The rise in global hotel rates generally surpassed rate increases in key U.S. cities, noted HRG. Average rates for the first half of 2007 were up 4 percent in New York and 8 percent in Houston. In Europe, London rates increased by 5 percent, Stockholm rates increased by 10 percent, Berlin rates were up 17 percent and rates in Barcelona grew by 18 percent, according to the report.
"Overall the results show the health of the hotel sector continues to be strong, and once again underline the increasing need for companies to push hard to negotiate the best possible rates," according to Bowler.
Another noteworthy development, according to HRG, was a 28 percent denied bookings rate in the first six months of the year. The primary causes were clients either not negotiating corporate rates for particular locations or not including last room availability clauses in their contracts--or because hotels either did not honor negotiated rates or did not load them into global distribution systems, according to HRG. The report suggested that in cities where demand is particularly strong, some hotels favor higher-revenue business and therefore do not deliver negotiated client rates.
Another reason for denied bookings--or higher rates for corporations--was that many corporate travelers continued to book at the last minute, according to HRG. In the first six months, nearly 10 percent of bookings were made on the day of arrival, up one percent from 2006, according to HRG. Another 28.8 percent of bookings were made between four and seven days before arrival.
According to HRG, the only region not to show a "significant increase" in average room rates was Africa. However, a report from Smith Travel Research and The Bench showed that first-half 2007 ADRs across the Middle East and Africa increased 13.6 percent compared with the first six months of 2006. STR and The Bench also said occupancy rates rose 13 percent in Northern Africa.
The STR/Bench report also detailed ADR growth of 12.5 percent in Europe, 13 percent in Asia-Pacific (including 30.3 percent in Southeast, Central and South Asia), 17.6 percent in Central America and 23.8 percent in South America.
Tom Barrett, global strategic sourcing director for American Standard, said his company has been watching the trend of rising hotel rates. "We find it particularly troublesome in some of our markets where we've tried to deal with what I consider the 'bracket creep' of where things are going in pricing," he said. "Hotel pricing seems to be continuing to respond to increasing demand around the world and some of these markets are exceptionally high. We continue to negotiate as best we can with our hotel program and recommend people use our global hotel program in order to mitigate those cost increases."
Rapidly rising hotel rates can help promote policy and program initiatives around the world, Barrett said, which can help to keep negotiated rate increases near the lower end of industry forecasts. American Standard, for example, currently is piloting an online booking tool in offices outside North America.
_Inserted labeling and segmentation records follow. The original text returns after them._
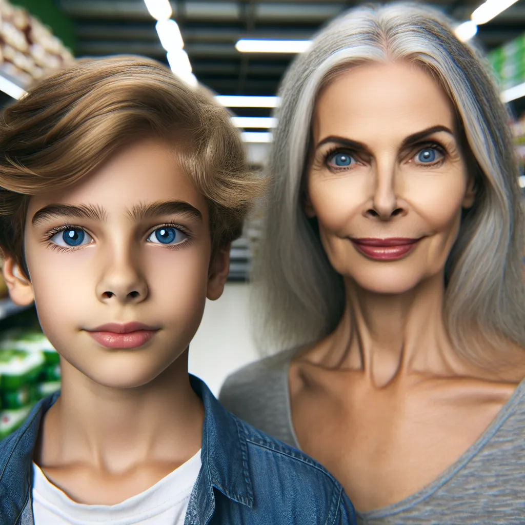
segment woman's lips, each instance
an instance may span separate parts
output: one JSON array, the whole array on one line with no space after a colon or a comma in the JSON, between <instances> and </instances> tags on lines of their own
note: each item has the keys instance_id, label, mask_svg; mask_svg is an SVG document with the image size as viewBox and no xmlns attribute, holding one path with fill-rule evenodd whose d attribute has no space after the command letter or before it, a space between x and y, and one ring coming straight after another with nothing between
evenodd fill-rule
<instances>
[{"instance_id":1,"label":"woman's lips","mask_svg":"<svg viewBox=\"0 0 525 525\"><path fill-rule=\"evenodd\" d=\"M415 248L419 239L391 237L388 239L351 239L363 255L376 260L395 260L409 254Z\"/></svg>"},{"instance_id":2,"label":"woman's lips","mask_svg":"<svg viewBox=\"0 0 525 525\"><path fill-rule=\"evenodd\" d=\"M87 330L99 344L107 348L136 348L145 344L159 329L142 323L108 323Z\"/></svg>"}]
</instances>

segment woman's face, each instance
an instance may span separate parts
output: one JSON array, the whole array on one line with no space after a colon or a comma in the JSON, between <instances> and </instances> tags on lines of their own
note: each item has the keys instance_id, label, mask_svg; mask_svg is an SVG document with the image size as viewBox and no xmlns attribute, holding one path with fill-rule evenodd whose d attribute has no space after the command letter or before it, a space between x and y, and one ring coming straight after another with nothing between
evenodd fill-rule
<instances>
[{"instance_id":1,"label":"woman's face","mask_svg":"<svg viewBox=\"0 0 525 525\"><path fill-rule=\"evenodd\" d=\"M380 293L442 271L474 202L452 103L423 69L369 64L321 93L306 211L334 269Z\"/></svg>"}]
</instances>

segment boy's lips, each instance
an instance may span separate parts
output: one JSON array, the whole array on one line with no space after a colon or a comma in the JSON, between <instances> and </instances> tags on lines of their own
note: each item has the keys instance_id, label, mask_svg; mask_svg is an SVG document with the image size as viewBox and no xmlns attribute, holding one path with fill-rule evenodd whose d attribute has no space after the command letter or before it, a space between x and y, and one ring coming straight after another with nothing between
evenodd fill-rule
<instances>
[{"instance_id":1,"label":"boy's lips","mask_svg":"<svg viewBox=\"0 0 525 525\"><path fill-rule=\"evenodd\" d=\"M106 323L96 328L88 330L88 332L113 332L114 333L129 333L139 330L156 330L159 327L151 327L144 323L133 321L129 323Z\"/></svg>"},{"instance_id":2,"label":"boy's lips","mask_svg":"<svg viewBox=\"0 0 525 525\"><path fill-rule=\"evenodd\" d=\"M136 348L145 344L160 329L143 323L106 323L86 331L107 348Z\"/></svg>"}]
</instances>

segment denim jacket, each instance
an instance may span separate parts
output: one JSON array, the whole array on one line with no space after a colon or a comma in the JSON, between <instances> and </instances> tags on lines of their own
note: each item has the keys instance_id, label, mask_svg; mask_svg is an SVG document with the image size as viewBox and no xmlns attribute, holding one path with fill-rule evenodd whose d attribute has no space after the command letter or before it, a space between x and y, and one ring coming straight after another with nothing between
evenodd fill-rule
<instances>
[{"instance_id":1,"label":"denim jacket","mask_svg":"<svg viewBox=\"0 0 525 525\"><path fill-rule=\"evenodd\" d=\"M321 465L238 419L204 383L190 379L205 416L202 466L184 525L355 523L342 487ZM59 395L39 401L0 443L0 525L34 525L33 450L43 416Z\"/></svg>"}]
</instances>

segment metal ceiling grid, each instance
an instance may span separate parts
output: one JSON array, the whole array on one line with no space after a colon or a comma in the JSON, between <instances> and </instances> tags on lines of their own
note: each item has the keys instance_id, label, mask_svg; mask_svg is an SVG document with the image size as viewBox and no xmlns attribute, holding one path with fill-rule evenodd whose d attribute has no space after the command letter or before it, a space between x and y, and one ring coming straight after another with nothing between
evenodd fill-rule
<instances>
[{"instance_id":1,"label":"metal ceiling grid","mask_svg":"<svg viewBox=\"0 0 525 525\"><path fill-rule=\"evenodd\" d=\"M57 0L75 23L79 56L131 53L165 61L154 21L143 0ZM458 20L467 19L481 0L434 0ZM291 55L240 53L242 38L310 38L320 27L360 2L355 0L172 2L193 71L203 83L222 94L275 94ZM487 49L525 32L523 0L479 27ZM264 108L236 109L239 115L267 116Z\"/></svg>"}]
</instances>

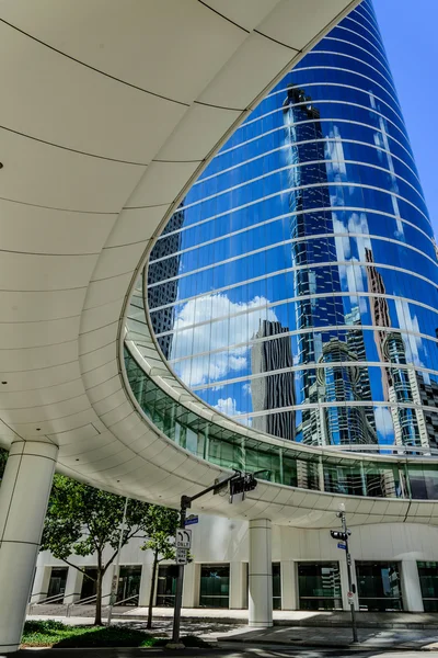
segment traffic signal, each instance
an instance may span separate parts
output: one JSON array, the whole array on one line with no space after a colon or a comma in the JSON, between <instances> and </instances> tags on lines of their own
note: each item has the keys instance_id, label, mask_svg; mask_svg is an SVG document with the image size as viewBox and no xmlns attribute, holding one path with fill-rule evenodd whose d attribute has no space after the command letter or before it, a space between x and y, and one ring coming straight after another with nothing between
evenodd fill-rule
<instances>
[{"instance_id":1,"label":"traffic signal","mask_svg":"<svg viewBox=\"0 0 438 658\"><path fill-rule=\"evenodd\" d=\"M243 494L244 491L253 491L257 486L257 480L252 473L241 475L230 481L230 496Z\"/></svg>"},{"instance_id":2,"label":"traffic signal","mask_svg":"<svg viewBox=\"0 0 438 658\"><path fill-rule=\"evenodd\" d=\"M339 542L346 542L348 540L347 532L341 532L339 530L331 530L330 534L332 535L332 540L337 540Z\"/></svg>"}]
</instances>

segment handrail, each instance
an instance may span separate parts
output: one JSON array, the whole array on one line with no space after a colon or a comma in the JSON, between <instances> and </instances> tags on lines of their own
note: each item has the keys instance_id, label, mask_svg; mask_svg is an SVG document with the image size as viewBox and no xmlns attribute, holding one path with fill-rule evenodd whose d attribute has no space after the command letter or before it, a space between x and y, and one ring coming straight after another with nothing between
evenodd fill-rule
<instances>
[{"instance_id":1,"label":"handrail","mask_svg":"<svg viewBox=\"0 0 438 658\"><path fill-rule=\"evenodd\" d=\"M55 603L58 600L64 601L65 597L66 594L54 594L53 597L47 597L41 601L34 601L32 605L45 605L46 603Z\"/></svg>"},{"instance_id":2,"label":"handrail","mask_svg":"<svg viewBox=\"0 0 438 658\"><path fill-rule=\"evenodd\" d=\"M111 594L102 594L102 600L107 599ZM97 600L97 594L93 594L92 597L85 597L84 599L79 599L78 601L72 601L67 605L66 616L71 616L71 610L74 605L93 605Z\"/></svg>"},{"instance_id":3,"label":"handrail","mask_svg":"<svg viewBox=\"0 0 438 658\"><path fill-rule=\"evenodd\" d=\"M138 600L139 594L132 594L131 597L128 597L127 599L122 599L122 601L116 601L113 605L113 608L115 608L116 605L122 605L122 603L126 603L126 601L130 601L131 599L137 599Z\"/></svg>"}]
</instances>

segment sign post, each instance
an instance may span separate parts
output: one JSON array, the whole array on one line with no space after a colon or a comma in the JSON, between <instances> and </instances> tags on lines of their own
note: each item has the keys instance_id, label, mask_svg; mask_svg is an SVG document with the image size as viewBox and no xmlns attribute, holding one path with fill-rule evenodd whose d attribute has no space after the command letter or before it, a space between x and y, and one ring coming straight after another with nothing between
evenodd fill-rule
<instances>
[{"instance_id":1,"label":"sign post","mask_svg":"<svg viewBox=\"0 0 438 658\"><path fill-rule=\"evenodd\" d=\"M257 473L264 472L260 470ZM201 496L210 494L211 491L217 494L228 484L230 484L231 498L232 495L237 492L252 491L257 486L257 480L254 477L255 475L256 474L254 473L242 474L240 470L237 470L233 475L230 475L226 479L215 483L211 485L211 487L207 487L207 489L203 489L203 491L199 491L199 494L196 494L196 496L181 497L180 527L176 531L175 537L178 575L176 580L175 608L173 611L172 642L168 645L169 648L184 648L180 642L181 608L183 603L184 566L187 564L187 553L192 546L192 530L187 530L186 525L189 525L191 522L197 523L198 521L197 517L191 515L187 523L187 510L192 507L192 502L194 500L197 500Z\"/></svg>"},{"instance_id":2,"label":"sign post","mask_svg":"<svg viewBox=\"0 0 438 658\"><path fill-rule=\"evenodd\" d=\"M341 523L342 523L342 532L338 532L337 530L331 530L330 534L332 535L333 540L341 540L341 542L338 542L337 547L342 548L343 551L345 551L345 557L347 560L347 576L348 576L348 593L347 593L347 599L348 599L348 603L349 603L349 609L351 611L351 629L353 629L353 642L359 642L358 637L357 637L357 625L356 625L356 611L355 611L355 592L356 592L356 586L353 582L353 575L351 575L351 555L350 552L348 549L348 537L351 534L350 531L347 527L347 519L345 515L345 506L342 503L339 506L339 511L336 513L336 517L338 519L341 519Z\"/></svg>"}]
</instances>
"If you were to look at our average hotel pricing, the average industry forecast in 2007 was an increase of 5 to 10 percent, where we saw a 5 percent increase," Barrett explained. "Our blended hotel average across the world was 7 percent as opposed to the forecast of 7 to 9 [percent]."
High occupancies have also challenged American Standard travelers, Barrett continued, noting that corporate travelers sometimes are forced to book hotels outside city centers. In addition, the company has seen ancillary costs rise at hotels.